Lab 4: Analyzing social media data with BigSheets

To help business analysts and those without a programming background analyze big data, IBM provides a spreadsheet-style tool called BigSheets. In this lab, you’ll learn how you can explore big data through this tool without writing scripts or MapReduce applications. The sample data for this lab consists of social media posts about a popular brand (IBM Watson) that was collected using a sample application provided with BigInsights. For background information, you may want to read the article on Analyzing social media and structured data with InfoSphere BigInsights.

After completing this hands-on lab, you’ll be able to:

  • Create a BigSheets workbook
  • Analyze and customize a workbook
  • Visualize your workbook’s data in a chart
  • Create a Big SQL table based on your workbook
  • Export your workbook’s data into one of several popular formats

Allow 45 – 60 minutes to complete this lab.

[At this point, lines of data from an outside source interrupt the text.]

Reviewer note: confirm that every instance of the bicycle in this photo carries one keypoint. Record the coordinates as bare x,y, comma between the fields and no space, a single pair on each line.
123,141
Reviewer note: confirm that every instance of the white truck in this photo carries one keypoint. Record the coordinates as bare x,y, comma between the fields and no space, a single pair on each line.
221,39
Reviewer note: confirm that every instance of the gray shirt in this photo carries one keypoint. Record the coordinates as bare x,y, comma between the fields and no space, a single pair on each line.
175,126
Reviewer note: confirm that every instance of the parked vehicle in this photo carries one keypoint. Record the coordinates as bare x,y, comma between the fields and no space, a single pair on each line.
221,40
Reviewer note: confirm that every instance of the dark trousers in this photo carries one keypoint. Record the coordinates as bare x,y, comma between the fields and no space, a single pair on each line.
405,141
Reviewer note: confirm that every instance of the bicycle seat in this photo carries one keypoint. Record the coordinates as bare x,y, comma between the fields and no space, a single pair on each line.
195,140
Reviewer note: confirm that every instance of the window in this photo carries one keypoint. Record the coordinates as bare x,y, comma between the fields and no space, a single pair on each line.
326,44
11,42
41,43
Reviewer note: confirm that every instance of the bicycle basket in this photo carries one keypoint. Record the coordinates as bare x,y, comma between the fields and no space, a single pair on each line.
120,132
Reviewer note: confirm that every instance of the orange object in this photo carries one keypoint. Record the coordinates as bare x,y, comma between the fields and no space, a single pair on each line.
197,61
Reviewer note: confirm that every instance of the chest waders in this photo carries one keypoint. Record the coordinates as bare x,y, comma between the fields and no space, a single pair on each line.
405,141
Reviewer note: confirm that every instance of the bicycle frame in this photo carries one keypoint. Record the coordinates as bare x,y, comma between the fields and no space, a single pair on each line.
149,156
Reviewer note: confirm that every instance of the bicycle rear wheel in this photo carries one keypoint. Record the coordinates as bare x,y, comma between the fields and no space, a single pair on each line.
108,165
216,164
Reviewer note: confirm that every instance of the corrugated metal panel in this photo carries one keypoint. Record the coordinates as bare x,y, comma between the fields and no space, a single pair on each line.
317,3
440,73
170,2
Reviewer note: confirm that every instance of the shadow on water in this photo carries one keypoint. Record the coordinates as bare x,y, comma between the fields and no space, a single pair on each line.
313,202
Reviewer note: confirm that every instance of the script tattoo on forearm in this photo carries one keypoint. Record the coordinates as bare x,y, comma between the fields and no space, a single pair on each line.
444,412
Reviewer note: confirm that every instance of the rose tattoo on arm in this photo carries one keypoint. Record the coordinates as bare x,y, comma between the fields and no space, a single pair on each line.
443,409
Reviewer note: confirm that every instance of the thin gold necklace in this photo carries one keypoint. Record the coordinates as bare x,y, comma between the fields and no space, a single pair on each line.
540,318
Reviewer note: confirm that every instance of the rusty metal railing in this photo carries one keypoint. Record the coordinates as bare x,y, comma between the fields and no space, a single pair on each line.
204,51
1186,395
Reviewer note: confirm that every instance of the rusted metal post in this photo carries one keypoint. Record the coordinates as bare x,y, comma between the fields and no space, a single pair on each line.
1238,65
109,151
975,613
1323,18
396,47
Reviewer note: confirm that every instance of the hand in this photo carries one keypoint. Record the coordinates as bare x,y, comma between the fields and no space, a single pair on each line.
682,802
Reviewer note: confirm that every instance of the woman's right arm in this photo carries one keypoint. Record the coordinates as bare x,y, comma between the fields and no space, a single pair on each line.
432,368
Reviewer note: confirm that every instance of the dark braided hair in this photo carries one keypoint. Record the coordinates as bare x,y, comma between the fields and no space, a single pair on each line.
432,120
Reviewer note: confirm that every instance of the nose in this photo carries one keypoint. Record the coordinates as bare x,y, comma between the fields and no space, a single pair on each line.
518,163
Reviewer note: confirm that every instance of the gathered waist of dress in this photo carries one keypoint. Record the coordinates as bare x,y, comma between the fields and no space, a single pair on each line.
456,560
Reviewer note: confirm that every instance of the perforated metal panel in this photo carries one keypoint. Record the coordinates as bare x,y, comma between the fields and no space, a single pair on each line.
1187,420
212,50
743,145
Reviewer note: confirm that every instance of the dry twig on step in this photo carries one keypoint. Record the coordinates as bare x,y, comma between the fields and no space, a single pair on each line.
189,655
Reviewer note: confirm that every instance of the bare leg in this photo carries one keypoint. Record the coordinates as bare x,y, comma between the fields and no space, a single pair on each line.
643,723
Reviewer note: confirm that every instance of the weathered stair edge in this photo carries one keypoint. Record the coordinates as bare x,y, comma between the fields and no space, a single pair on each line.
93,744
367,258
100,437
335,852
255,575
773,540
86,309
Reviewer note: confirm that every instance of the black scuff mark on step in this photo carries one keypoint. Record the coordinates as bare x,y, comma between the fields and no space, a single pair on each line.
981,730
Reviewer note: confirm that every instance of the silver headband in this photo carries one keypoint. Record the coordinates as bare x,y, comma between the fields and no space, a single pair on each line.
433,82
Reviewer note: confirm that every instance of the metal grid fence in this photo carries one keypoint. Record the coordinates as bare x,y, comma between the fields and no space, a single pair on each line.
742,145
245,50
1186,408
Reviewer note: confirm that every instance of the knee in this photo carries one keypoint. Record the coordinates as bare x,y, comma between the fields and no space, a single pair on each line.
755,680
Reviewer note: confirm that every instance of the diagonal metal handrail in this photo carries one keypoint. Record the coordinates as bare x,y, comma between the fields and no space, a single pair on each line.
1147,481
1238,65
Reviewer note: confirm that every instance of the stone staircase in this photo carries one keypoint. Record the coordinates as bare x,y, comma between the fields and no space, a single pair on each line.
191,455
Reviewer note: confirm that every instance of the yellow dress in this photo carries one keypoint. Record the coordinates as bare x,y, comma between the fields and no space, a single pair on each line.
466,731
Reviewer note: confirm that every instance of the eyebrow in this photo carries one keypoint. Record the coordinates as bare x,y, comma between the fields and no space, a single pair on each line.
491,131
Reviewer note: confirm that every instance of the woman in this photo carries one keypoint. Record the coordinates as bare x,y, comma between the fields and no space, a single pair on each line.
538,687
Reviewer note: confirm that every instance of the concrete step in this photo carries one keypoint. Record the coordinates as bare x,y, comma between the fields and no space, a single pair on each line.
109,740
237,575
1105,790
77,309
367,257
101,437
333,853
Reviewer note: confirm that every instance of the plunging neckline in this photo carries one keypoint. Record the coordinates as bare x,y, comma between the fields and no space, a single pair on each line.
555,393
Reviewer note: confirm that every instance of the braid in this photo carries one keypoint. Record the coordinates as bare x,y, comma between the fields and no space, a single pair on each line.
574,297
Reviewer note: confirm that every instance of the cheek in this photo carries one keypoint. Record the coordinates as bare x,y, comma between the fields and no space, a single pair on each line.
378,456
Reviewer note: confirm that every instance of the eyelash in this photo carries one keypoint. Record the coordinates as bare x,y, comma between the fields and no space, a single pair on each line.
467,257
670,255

Prior to this lab, you should have set up a working environment. See Getting Started with Hadoop and BigInsights for details. Please post questions or comments about this lab to the forum on Hadoop Dev at https://developer.ibm.com/answers?community=hadoop.

4.1. Creating a workbook

To get started, copy the sample blogs-data.txt file to HDFS and create a master workbook for it.

__1. Obtain the blogs-data.txt file. You’ll find this in the sampleData.zip file provided with the article mentioned earlier.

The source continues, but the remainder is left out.